Italian football club

Associazione Calcio Codogno (AC Codogno) is an football club based in the northern Italian province of Lodi. Formed in 1908, it is now known as "UC Codogno". Over the years, it has enjoyed variable success. For the most part, UC Codogno plays at the Lombardy regional level.

== History ==
AC Codogno was founded in 1908 under the name "Codogno Sports Association". In Codogno, at that time, there were some existing sports entities such as AS Fanfulla, the "Students' Association" (later Circle Pallavicino) and the FBC Lodi. However, Association Football in Codogno had its origins in smaller clubs such as SG Codogno which promoted gymnastics and athletics. (The "Gymnastics Company Codogno", commencing 26 July 1892, was affiliated with the FGNI on 14 January 1893).
In 1906, Alberto Quaglia was engaged by SG Cogogno to teach members the rudiments of soccer, including respect for other players and for the game itself. However, Quaglia left after only a year. Without leadership, some of the club members who were interested in soccer, drifted away to the Codogno Sports Association early in the spring of 1908.
The AC Codogno's first major game was on the morning of Sunday, 18 September 1910 against AS Fanfulla, who were considered the best local soccer club. Fanfulla won.
In 1911, fixtures were interrupted due to the departure of young men to the Libyan-Turkish War. Around this time the name of AC Codogno was changed to "Union Sports Codogno". The U.S. Codogno joined the Italian National Gymnastics Federation (FGNI) on 31 May 1912 and the Italian Federation of Sports Athletics (FISA) in 1914.
After World War I, as young men returned from hostilities, U.S. Codogno began to play new local clubs such as U.S. Sant'Angelina of F.C. Piacenza, U. S. Casalpusterlengo and several other smaller teams.

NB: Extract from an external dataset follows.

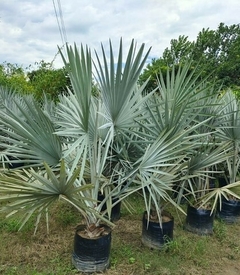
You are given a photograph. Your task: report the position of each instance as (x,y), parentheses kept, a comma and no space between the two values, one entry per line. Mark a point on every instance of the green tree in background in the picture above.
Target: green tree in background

=== Football Championships ===
On 25 November 1919, after fulfilling requirements of playing field size (90m x 45m) and suitable enclosures, the Lombardi Regional Committee officially endorsed US Codogno to the regional championship. Despite this endorsement, a number of problems arose. US Codogno was pitted against top-level teams with advanced technical skills. An exchange of players with AC Fanfulla was unbalanced. Young players coming through the ranks who may have improved US Codogno's game, such as Mariano Tansini Arcari and the like, moved on to join more advanced teams. In some circumstances, US Codogno could not field a team. Progression to a higher division at this stage was impossible. US Codogno was included in the little-known Fourth Division. In addition, there was a legal dispute over the nature of the relationship between clubs and the FIGC.
Nevertheless, by the end of the 1927 – 1928 season, when the FIGC had created a Series A and a Series B, US Codongo was promoted to part of the First Division (now "Serie C1"). Since then, their success and level of playing has been variable.(See table below).

| Year | Group | Place |
|---|---|---|
| 1927 | C1 | – |
| 1928 | B | Fifth |
| 1932 | A | Last |
| 1934 | C | – |
| 1938 | C | – |
| 1939 | B | Third |
| 1941–1947 | C | – |
| 1946 | F | Second |
| 1947 | D | Third |

In 2008, Codogno celebrated its 100-year anniversary but suffered defeat at the hands of San Biagio in the Lombardi regional championships.